The company reported a 7 percent increase in revenue for its consumer business. BT committed to the Champions and Europa League rights in 2013, agreeing to pay 299 million pounds a season for three seasons, starting this year. Total revenue last quarter was little changed from a year earlier at 4.38 billion pounds, slightly ahead of the 4.33 billion pounds analysts had predicted.

Revenue at BT’s global services unit, its biggest business, which provides networking services for enterprise customers, declined 5 percent to 1.56 billion pounds in the quarter.

Breakup Threat

The former British telephone monopoly is reinventing itself with mobile and pay-TV products. In addition to the TV channels -- used to win users to its high-speed fiber Internet service and away from rivals such as Sky Plc -- BT has agreed to buy EE Ltd., giving it access to the country’s biggest mobile carrier by customers.

The U.K. competition regulator said Wednesday in a preliminary finding that the deal, combining the biggest fixed and mobile operators in the country, won’t weaken market competitiveness.

Still, BT’s size has united many of its rivals in calling for its breakup. Ofcom, the telecommunications regulator, is considering whether to split BT from its Openreach unit, the part of the business that sells access to its network to rivals at regulated rates.

Sales at the Openreach division rose 2 percent to 1.27 billion pounds.

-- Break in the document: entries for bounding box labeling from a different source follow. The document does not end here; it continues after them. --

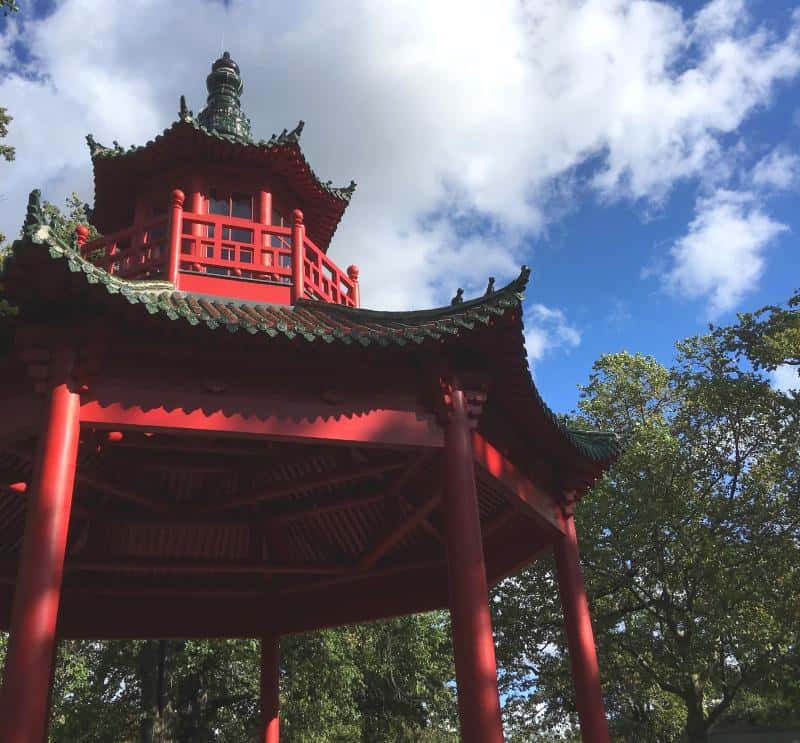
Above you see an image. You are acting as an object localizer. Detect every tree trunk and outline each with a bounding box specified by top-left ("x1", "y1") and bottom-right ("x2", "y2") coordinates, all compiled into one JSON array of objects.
[
  {"x1": 685, "y1": 690, "x2": 708, "y2": 743},
  {"x1": 138, "y1": 640, "x2": 170, "y2": 743}
]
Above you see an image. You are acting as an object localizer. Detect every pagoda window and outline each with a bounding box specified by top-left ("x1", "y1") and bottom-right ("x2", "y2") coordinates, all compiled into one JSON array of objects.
[{"x1": 208, "y1": 191, "x2": 253, "y2": 220}]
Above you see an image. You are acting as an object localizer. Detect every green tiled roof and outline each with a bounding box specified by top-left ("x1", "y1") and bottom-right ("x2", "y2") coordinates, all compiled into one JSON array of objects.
[
  {"x1": 1, "y1": 192, "x2": 620, "y2": 466},
  {"x1": 86, "y1": 116, "x2": 356, "y2": 204}
]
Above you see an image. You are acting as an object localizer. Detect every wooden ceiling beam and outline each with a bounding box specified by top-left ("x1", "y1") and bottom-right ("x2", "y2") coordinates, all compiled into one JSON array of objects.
[
  {"x1": 8, "y1": 447, "x2": 167, "y2": 513},
  {"x1": 354, "y1": 487, "x2": 442, "y2": 572},
  {"x1": 195, "y1": 461, "x2": 404, "y2": 514},
  {"x1": 472, "y1": 431, "x2": 564, "y2": 534}
]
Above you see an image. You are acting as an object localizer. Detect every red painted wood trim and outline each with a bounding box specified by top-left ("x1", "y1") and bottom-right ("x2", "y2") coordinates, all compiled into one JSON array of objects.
[
  {"x1": 443, "y1": 387, "x2": 503, "y2": 743},
  {"x1": 0, "y1": 350, "x2": 80, "y2": 743},
  {"x1": 81, "y1": 397, "x2": 443, "y2": 447},
  {"x1": 472, "y1": 431, "x2": 564, "y2": 534}
]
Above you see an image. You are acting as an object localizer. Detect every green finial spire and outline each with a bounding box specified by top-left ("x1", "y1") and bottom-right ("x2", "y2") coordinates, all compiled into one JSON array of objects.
[{"x1": 197, "y1": 52, "x2": 252, "y2": 142}]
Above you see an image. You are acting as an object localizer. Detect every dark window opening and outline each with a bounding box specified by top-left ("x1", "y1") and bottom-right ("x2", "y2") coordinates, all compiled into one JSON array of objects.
[{"x1": 222, "y1": 227, "x2": 253, "y2": 245}]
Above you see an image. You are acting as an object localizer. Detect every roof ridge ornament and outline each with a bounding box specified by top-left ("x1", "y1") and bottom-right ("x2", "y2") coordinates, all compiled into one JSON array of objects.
[
  {"x1": 178, "y1": 95, "x2": 194, "y2": 124},
  {"x1": 197, "y1": 52, "x2": 253, "y2": 142}
]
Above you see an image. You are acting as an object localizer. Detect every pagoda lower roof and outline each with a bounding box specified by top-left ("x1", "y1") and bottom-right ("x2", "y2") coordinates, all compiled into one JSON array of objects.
[
  {"x1": 86, "y1": 117, "x2": 356, "y2": 250},
  {"x1": 0, "y1": 201, "x2": 620, "y2": 495}
]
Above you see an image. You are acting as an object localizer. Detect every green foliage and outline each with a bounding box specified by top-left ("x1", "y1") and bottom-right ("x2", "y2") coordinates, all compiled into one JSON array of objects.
[
  {"x1": 0, "y1": 193, "x2": 99, "y2": 318},
  {"x1": 715, "y1": 289, "x2": 800, "y2": 373},
  {"x1": 42, "y1": 192, "x2": 99, "y2": 245},
  {"x1": 25, "y1": 613, "x2": 457, "y2": 743},
  {"x1": 494, "y1": 298, "x2": 800, "y2": 742},
  {"x1": 0, "y1": 105, "x2": 16, "y2": 162}
]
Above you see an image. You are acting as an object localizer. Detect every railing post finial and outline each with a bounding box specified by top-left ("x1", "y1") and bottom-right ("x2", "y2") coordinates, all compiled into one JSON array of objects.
[
  {"x1": 167, "y1": 188, "x2": 186, "y2": 289},
  {"x1": 292, "y1": 209, "x2": 306, "y2": 304},
  {"x1": 347, "y1": 264, "x2": 361, "y2": 307}
]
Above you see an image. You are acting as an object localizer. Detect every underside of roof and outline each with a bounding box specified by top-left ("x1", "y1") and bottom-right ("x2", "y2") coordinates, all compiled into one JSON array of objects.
[{"x1": 1, "y1": 200, "x2": 620, "y2": 491}]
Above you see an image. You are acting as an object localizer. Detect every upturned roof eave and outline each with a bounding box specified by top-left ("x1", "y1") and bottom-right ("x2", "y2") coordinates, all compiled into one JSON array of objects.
[
  {"x1": 86, "y1": 118, "x2": 356, "y2": 251},
  {"x1": 1, "y1": 193, "x2": 621, "y2": 476},
  {"x1": 86, "y1": 116, "x2": 356, "y2": 206}
]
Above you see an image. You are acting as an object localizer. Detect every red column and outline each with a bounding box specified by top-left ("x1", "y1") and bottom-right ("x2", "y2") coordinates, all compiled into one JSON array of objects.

Competitors such as Vodafone Group Plc and TalkTalk Telecom Group Plc say that although Openreach is supposed to be relatively independent, the company doesn’t have enough incentive to offer fair prices or fix network faults quickly. Ofcom plans to present its preliminary recommendations, part of a once-in-a-decade review of the telecommunications industry in the U.K., around the end of the year.